Search code examples
glusterfs

Is this shared storage volume preventing self-heal from completing in GlusterFS?


I've inherited a 10-node Gluster cluster (v 3.8.13) as part of a new-ish gig. The main problem I've encountered is that the nfs-ganesha service on one node routinely becomes unresponsive and requires a restart. Investigating this led me down a path towards checking the cluster health, and I found a very long list of files that require healing.

But I can't seem to do a heal on the ever-growing list of files.

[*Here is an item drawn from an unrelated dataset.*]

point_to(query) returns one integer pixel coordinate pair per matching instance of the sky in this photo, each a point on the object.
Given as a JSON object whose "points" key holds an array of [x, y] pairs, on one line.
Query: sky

Attempting to execute a heal with gluster volume heal volx yields an immediate warning about disabled bricks:

Launching heal operation to perform index self heal on volume volx has been unsuccessful on bricks that are down. Please check if all brick processes are running

When I check gluster volume status, all the bricks in the 'volx' volume are up, and the only suspicious thing is a message about shared storage:

Volume gluster_shared_storage is not started

I do see an entry in /etc/fstab for the mount:

1xx.1xx.1.xx:/gluster_shared_storage /var/run/gluster/shared_storage/ glusterfs defaults        0 0

but it's not mounted as we speak.

It seems like someone has attempted to enable shared storage, but either brought the volume/mount down on purpose, or it kicked the bucket. I just don't want to remove the volume and find out it was critical (and/or find out that a heal does nothing to help the regular ganesha crashes). This is part of a production system, so I have to tread lightly here.

Are these two unrelated problems? It only said that healing was "unsuccessful on bricks that are down", so maybe it's healing the ones that are up? Is there a way to check?

Any insight into the ganesha crashes would be helpful too, but for the moment I'd settle for anything I can learn about Gluster.

UPDATE: docs seem to indicate that you need this shared storage volume to use nfs-ganesha:

Ensure that the following pre-requisites are taken into consideration before you run NFS-Ganesha in your environment: ...

  • Create and mount a gluster shared volume.

Sure does feel like A) I should keep the shared storage volume, and B) it needs to be started per ganesha requirements. I just don't want to start flipping switches on a production system that is mostly intact (if not optimized).


Solution

  • Just as a follow up to any brave souls who run into this with Gluster, the aforementioned volume WAS bogus and completely inactive.